Molecular features were calculated using an experimental crystallographic structure describing VHL in a protein complex with Elongin B, Elongin C and HIF-α (PDB ID: 1LM8). Preprocessing was performed on the structure preceding feature generation using the software tool named Maestro, and involved the removal of water molecules and metal atoms, correction of missing residue atoms and addition of missing residues present in pVHL30.

This study implements the use of multiple in silico methods in order to generate numerical representations of the pVHL30 from each possible VHL missense mutation. A total of 314 features were generated (Supplementary Table 4), which can be broadly grouped into 6 different categories:

  1. Graph-based signatures: In which the protein residue environment was represented by a graph, to model atoms and physicochemical interactions that are in close proximity [58].

  2. Effects on thermodynamics: DUET [57], mCSM-Stability [58] and Dynamut2 [59, 61] were used to predict changes in protein stability as a change in Gibbs free energy change (ΔΔG, in Kcal/mol).

  3. Structural properties: several measures of the amino acids position relative to the VHL protein complex were calculated. These included Residue Depth (the average distance of the atoms of a residue from the solvent accessible surface) and the Residue solvent accessibility, or RSA (a measure of how exposed or buried a residue is in the 3D structure of a protein) generated using BioPython, distance to the protein interface, and backbone phi and psi angles.
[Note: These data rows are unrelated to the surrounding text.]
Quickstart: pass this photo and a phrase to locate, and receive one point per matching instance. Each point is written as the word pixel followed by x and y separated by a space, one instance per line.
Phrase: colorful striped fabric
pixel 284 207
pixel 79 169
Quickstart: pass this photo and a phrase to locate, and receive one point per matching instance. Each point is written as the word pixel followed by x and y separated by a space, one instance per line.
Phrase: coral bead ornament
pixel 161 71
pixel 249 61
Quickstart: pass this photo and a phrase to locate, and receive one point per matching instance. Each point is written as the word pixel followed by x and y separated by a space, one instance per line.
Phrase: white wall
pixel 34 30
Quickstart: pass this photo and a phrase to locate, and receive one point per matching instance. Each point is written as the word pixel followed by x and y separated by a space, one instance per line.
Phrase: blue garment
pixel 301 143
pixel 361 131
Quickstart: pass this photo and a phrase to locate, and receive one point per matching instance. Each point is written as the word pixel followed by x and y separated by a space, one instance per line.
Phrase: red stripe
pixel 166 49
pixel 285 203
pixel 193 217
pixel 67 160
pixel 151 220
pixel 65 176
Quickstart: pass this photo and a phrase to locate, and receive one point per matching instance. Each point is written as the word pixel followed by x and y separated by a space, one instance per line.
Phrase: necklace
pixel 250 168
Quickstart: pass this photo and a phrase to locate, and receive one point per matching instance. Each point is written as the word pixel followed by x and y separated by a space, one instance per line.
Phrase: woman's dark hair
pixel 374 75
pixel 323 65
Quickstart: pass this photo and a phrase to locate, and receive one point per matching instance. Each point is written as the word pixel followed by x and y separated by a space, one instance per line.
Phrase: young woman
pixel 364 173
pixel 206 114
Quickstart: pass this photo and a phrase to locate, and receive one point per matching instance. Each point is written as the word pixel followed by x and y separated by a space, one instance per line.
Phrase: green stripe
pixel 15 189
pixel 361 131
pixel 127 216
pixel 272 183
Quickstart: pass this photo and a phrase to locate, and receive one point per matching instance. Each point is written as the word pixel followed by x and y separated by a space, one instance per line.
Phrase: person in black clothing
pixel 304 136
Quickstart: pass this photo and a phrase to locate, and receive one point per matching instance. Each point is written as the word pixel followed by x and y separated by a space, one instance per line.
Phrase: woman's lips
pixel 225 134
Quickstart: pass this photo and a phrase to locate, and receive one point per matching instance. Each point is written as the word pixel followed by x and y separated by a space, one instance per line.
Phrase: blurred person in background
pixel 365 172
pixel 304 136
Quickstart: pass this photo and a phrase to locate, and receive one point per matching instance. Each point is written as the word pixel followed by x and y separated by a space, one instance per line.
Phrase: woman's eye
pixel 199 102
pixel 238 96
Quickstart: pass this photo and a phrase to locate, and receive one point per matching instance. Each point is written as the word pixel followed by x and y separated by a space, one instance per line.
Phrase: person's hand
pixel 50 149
  4. Affinity changes: predictions generated using machine learning tools, mCSM-PPI and mCSM-PPI2 [60], regarding the effect of mutations on binding affinity between VHL and its respective interacting proteins HIF-1α, Elongin B and Elongin C. In each case, values for mutations lying beyond 10 Å of the protein-protein interface were masked to solely retain direct effects on affinity.
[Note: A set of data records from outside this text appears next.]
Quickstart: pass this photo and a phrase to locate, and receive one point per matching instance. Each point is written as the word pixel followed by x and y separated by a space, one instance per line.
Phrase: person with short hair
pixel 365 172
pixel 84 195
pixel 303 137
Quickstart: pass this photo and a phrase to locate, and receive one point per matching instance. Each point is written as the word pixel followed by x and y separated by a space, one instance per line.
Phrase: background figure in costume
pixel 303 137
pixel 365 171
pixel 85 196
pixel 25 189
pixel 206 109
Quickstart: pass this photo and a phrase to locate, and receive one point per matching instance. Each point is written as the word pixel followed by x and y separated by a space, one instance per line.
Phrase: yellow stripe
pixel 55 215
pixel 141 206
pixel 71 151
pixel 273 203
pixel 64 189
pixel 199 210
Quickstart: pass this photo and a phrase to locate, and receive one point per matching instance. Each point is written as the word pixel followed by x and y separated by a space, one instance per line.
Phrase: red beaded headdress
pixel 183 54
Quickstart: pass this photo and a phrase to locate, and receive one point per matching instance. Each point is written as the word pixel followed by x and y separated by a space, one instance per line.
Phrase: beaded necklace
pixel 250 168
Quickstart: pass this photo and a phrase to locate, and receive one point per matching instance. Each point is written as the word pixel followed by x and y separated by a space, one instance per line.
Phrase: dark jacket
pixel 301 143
  5. Interatomic Interactions: Arpeggio was used to calculate several different subtypes of wild type interatomic interactions in a protein, as well as their changes upon mutation [56].

  6. Sequenced-based features: The AAindex database, which contains physico-chemical and biochemical properties of amino acids, was used to produce molecular features of each substitution mutation [63]. Additionally, the BLOSUMs and PAMs substitution matrices, describing the likelihood of an amino acid change, were used to generate molecular features of physicochemical and evolutionary characteristics [64–67].

Statistical analysis

Statistical analysis was performed on all the molecular features generated to investigate the differences between the ccRCC and non-ccRCC causing mutations. Using the Welch Two Sample t-test, all the values of each feature were analyzed to determine any significant differences in mean between the cancer and non-cancer causing mutations (Supplementary Table 5). The Welch Two Sample t-test test was chosen due to the large imbalance between the number of benign and pathogenic mutations in our dataset, as it does not assume that the groups have equal variances and performs well with unequal sample sizes. This analysis was carried out using the ggsignif software package for the R programming language. The cut-off for statistical significance of mean difference between the two populations was set to P-value < 0.05.

Feature selection

As part of the machine learning pipeline, greedy feature selection was used in order to decrease feature redundancy, complexity and risk of overfitting in the final model. The greedy feature selection method consisted of initially evaluating each feature independently in their capability for phenotype prediction, determined by the MCC. The MCC was chosen as a performance metric for model evaluation as it accounts for imbalances between classes in our dataset. MCC scores were generated for 10-fold cross validation, and our non-redundant test set. The best performing feature across both datasets is then selected, and combined with the remaining individually, in an iterative manner. This produces a cumulative list of feature combinations with their corresponding MCC values. This ultimately resulted in a greater performing model consisting of a lower number of features. This method was carried out using the sci-kit learn v.1.1.2 Python Package.

Machine learning

Model generation was performed using sci-kit learn v.1.1.2, based on the training dataset, while a non-redundant test set was used to assess model performance and generalization.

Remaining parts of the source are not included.